The Rasna international range offers Rasna Ice Tea, Rasna Body Fuel, Rasna hakeup, Pure Honey, and more. Rasna Native Haat contains no chemicals or preservatives and has natural spice extracts and essential oils. Traditional Indian ingredients such as aam panna , shikanji and jamun are available. More products are envisaged in this segment soon.

Research and development

The company has nine manufacturing units within India and plants in Egypt, Saudi Arabia, Bangladesh and Dubai. All these are ISO 22000:2005 certified plants with additional HACCP and FSSAI certificates. Plans are afoot to set up a new production facility in Andhra Pradesh for the powder drink segment. Rasna has a strong distribution network with 26 depots, 5,000 stockists, 200 super stockists and about 1.6 million outlets.

An advanced research & development centre constantly experiments with new flavours and processes, even as it maintains stringent quality control measures. The packaging, such as jars, glass bottles, sachets, flow packs, and stand-up pouches, for all Rasna products is world-class, ensuring flavour retention, moisture proofing and freshness for a long time.

Rasna was one of the first brands to recognise the child as an influencer for household product purchase. Recognising societal changes that resulted in children going from cute to smart and fashionable, it repositioned its products constantly to differentiate itself from other brands. But after the initial years, when it used only children in its ads, the company realised the need to use role models and went for famous brand ambassadors from the film industry and cricket.

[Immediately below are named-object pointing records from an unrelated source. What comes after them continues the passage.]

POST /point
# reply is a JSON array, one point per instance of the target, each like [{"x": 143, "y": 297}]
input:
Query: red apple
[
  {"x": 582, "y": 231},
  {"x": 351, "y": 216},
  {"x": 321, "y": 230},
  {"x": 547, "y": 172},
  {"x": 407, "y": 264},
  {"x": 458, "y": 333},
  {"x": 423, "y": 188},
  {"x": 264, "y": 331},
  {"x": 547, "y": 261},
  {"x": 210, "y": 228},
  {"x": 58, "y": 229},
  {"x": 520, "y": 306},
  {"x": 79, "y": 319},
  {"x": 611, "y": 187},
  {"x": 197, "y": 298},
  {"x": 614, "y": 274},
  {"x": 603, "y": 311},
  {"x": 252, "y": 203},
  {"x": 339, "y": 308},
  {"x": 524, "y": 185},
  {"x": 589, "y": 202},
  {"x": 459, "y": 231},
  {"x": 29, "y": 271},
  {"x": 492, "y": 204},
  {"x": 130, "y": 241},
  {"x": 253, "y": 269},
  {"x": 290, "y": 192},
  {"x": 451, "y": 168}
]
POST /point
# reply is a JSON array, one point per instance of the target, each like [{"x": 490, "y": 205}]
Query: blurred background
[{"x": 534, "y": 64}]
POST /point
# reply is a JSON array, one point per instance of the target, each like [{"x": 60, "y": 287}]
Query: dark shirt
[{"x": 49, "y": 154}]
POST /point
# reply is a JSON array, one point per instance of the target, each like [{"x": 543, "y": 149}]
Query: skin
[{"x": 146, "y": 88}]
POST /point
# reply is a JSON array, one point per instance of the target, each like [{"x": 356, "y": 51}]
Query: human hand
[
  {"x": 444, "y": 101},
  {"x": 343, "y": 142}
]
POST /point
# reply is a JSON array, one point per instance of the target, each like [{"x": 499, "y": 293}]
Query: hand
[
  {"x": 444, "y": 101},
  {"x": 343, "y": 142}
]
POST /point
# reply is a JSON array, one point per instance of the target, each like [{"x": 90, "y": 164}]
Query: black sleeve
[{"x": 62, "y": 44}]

It conducts consumer research with several focus groups every year. This enables it to understand shifts in consumer perception of ads, communication, packaging and tastes, and plan accordingly for the next year. The company’s strength lies in it being a family-owned business, but with a professional approach. It is available in most villages with a population of over 5,000 and has a market share of 85 per cent in the ₹1,000-crore powdered drink concentrates segment. The orange flavour remains its biggest hit to date. Its products are available in more than 50 countries, with foreign markets reportedly accounting for 30 per cent of the sales. Rasna’s products are also available on e-commerce platforms such as Amazon and Big Basket.

Social work

Rasna’s CSR activities are conducted through the Areez Khambatta Benevolent Trust. The focus is mainly on healthcare (affordable radiation therapy for poor cancer patients and free eye surgeries) and education (scholarships of up to ₹10 lakh for deserving students among the underprivileged classes). The Khambatta Centre for Excellence offers MBA courses at Ahmedabad, in collaboration with the University of North Texas. To promote cleanliness and sanitation right from childhood, and in keeping with the Swachch Bharat Abhiyan scheme, colour-coded dustbins have been distributed to educational institutions.

Rasna has twice been voted Entrepreneur of the Year; it has also won the Rotary Award for Professional Excellence (twice) and India’s Greatest Brand Builder Award. International awards include the prestigious International Taste and Quality Instituteaward, the Monde Selection Quality award, the London International Award for Package Design, the World Brand Congress ‘Master Brand’ award and the 2010 Cannes Lions.